En application de l’article 1353 du code civil, le bailleur, au titre d’un bail commercial, demandant la constatation de l’acquisition de la clause résolutoire comprise dans le bail doit rapporter la preuve de sa créance.
La mise en jeu de plein droit de la clause résolutoire n’est pas contraire au principe de proportionnalité entre la faute et la sanction. Elle ne crée pas de déséquilibre excessif entre les parties puisque le preneur peut réclamer des délais de paiement avec suspension des effets de la clause et que l’application de la clause résolutoire peut être écartée lorsque le commandement la visant est délivré de mauvaise foi par le créancier.
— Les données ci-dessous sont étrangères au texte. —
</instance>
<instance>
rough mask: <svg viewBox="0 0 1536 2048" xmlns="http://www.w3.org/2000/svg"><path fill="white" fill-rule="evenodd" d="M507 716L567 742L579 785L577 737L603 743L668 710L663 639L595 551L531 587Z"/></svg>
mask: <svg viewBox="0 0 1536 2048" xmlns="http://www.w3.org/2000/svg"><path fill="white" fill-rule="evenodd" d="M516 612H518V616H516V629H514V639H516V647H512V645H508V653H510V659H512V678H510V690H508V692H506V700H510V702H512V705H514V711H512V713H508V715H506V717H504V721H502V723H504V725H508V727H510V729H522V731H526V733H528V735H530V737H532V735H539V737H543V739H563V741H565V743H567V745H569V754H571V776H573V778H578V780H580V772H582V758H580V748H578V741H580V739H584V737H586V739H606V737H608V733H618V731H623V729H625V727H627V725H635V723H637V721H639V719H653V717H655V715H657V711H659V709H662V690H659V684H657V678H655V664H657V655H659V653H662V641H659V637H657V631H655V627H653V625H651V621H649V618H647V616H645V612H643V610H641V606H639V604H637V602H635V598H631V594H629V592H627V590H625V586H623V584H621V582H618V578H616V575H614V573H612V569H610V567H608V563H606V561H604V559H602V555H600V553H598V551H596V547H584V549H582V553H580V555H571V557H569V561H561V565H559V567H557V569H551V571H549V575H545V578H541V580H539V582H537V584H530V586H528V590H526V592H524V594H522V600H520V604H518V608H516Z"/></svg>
Le juge des référés peut constater la résiliation de plein droit du bail au titre d’une clause contenue à l’acte à cet effet, à condition que :
— le défaut de paiement de la somme réclamée dans le commandement de payer visant la clause résolutoire soit manifestement fautif ;
— le bailleur soit, de toute évidence, en situation d’invoquer de bonne foi la mise en jeu de cette clause ;
— la clause résolutoire soit dénuée d’ambiguïté et ne nécessite pas interprétation ; en effet, la clause résolutoire d’un bail doit s’interpréter strictement.
En l’espèce, la soumission du bail au statut des baux commerciaux ne donne lieu à aucune discussion. Il n’existe en outre aucune contestation sérieuse sur la régularité du commandement en ce qu’il correspond exactement au détail des montants réclamés préalablement au preneur par le bailleur. Le commandement précise qu’à défaut de paiement dans le délai d’un mois, le bailleur entend expressément se prévaloir de la clause résolutoire incluse dans le bail ; la clause résolutoire et l’article L. 145-17, alinéa 1er, du code de commerce y sont reproduits.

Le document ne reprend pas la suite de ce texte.